In a nutshell, it had been discovered in the 17th century that elongated lead projectiles were necessary to penetrate plate body armour — this nearly 200 years prior to the previously accepted date of invention of such bullets.

This new book is the story of the discovery and interpretation of the evidence. In its way, it is a detective story of how lead shot, that have lain some 360 years in an English field, can still tell us their story.

It is a tribute to David's skill with words that this tale is told in such a lucid and eminently readable way. You will enjoy it.

From the Newsletter of the Arms and Armour Society, Dec 2012.

(Review by David Baker, the leading author on British shotguns.)

David Harding's new book is very like the plot of a forensic detective story. Here we have a thousand or so lead bullets that have lain for more than three and a half centuries in the soil of what was once a manorial deer park, but are now brought to life to tell us their story. They remind us of the empirical knowledge of our ancestors and, yet again, illustrate that so called "new discoveries" are often nothing of the sort, but merely forgotten facts rediscovered.

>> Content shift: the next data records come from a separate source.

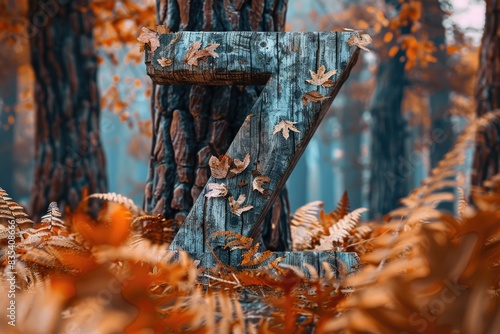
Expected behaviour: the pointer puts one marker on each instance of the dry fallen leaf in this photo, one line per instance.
(150, 37)
(241, 165)
(164, 62)
(321, 78)
(236, 206)
(312, 96)
(285, 126)
(258, 182)
(162, 29)
(216, 190)
(194, 54)
(361, 42)
(219, 166)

The bullets in question were probably fired originally by a troop of Parliamentary Cavalry at target practice. This accounts both for the number of projectiles discovered and their concentration on one site. Fortunately, they were discovered by archaeologists with metal detectors, who were not simply treasure hunters, but practitioners who logged the exact locations of their finds and who sought expert help to interpret them.

It is our good fortune that they went to David, who was able to build on his previous experience of ballistic studies of muskets undertaken originally as part of his monumental study of the arms of the Honourable East India Company. What this cache of bullets revealed was that elongated projectiles were known and in practical use almost 400 years ago.

I found the whole saga fascinating, despite being a mere shotgunner. It is a tribute to the author that the tale is so well told and, as with all David's works, the bibliography is a history lesson in itself.

If I may venture one criticism, more a regret, it is a pity about the paper covers. Scholarship of this order deserves to be better preserved. I realise the economic implications, but I, for one, would prefer a set of sheets that I could have hardbound.

(Publisher's note: For a specialised book like this, with a limited print run, digital printing is now the only economic option, and even the largest sheets that digital printers will take are too small to be folded and sewn in the traditional "case-bound" manner. A hard-backed version of the digitally-printed pages could certainly be produced, but the pages would still be glued together at the spine in the paperback manner, and then merely pasted into stiff covers.)